Les fleuristes ne pourront pas rattraper deux mois de perte

Au moins une centaine de personnes massées devant les magasins de fleurs ce dimanche. Une fête des mères post-déconfinement qui a suscité un désir irrépressible d'achat, même pour ceux qui n'ont pas l'habitude d'offrir des fleurs. Est-ce assez pour redonner des couleurs au chiffre d'affaire ? 

« Il n'y a plus rien, viens on y va » lance Emilie à son ami qui insiste pourtant pour faire la queue.
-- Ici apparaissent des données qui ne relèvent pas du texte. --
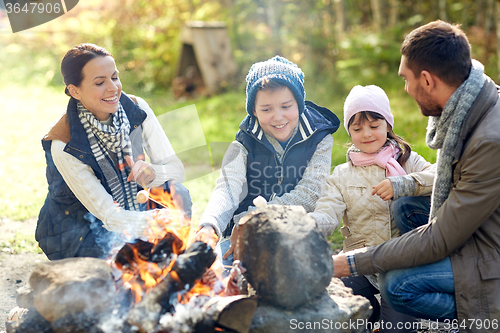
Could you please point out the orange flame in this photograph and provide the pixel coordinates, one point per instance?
(142, 275)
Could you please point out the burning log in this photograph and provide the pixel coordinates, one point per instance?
(188, 268)
(210, 314)
(148, 251)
Plus une seule fleur de disponible, en tous cas pas de celles qu'elle voulait. Il est à peine 10h et « déjà plus rien » regrette t-elle en s'éloignant. La maison Rambeau Racaud est une institution à Limoges. 45 ans qu'elle propose des fleurs à l'entrée du cimetière de Louyat. L'un des plus grands d'Europe, selon la légende urbaine. Devant, la file d'attente est une spirale. Elle serpente depuis le trottoir avec des hommes et des femmes masqués qui plaisantent au sujet de l'engouement. « C'est incroyable, hein ? » lance Régis, la soixantaine, à Martine qui agite les bras en riant, juste à un mètre. Le vent est frais, un petit rayon de soleil tente de se frayer un passage entre les nuages. Medhi, bleu jean et pull jaune, sort le premier avec Juliette qui le suit de près. Elle arbore le précieux bouquet, des roses jaunes. « C'est pour ma mère qui fête ses 65 ans cette année ». « C'est la première fois qu'on vient chez ce fleuriste, ajoute Juliette, et c'est un peu spécial, avec le masque, les gestes barrières ». Aurélie, 21 ans, a le rire sonore, derrière son masque bleu. Elle est fière d'afficher le bouquet pour Monique sa maman, 59 ans. C'est cette dernière qui lui a fait découvrir ce fleuriste où elle a ses habitudes.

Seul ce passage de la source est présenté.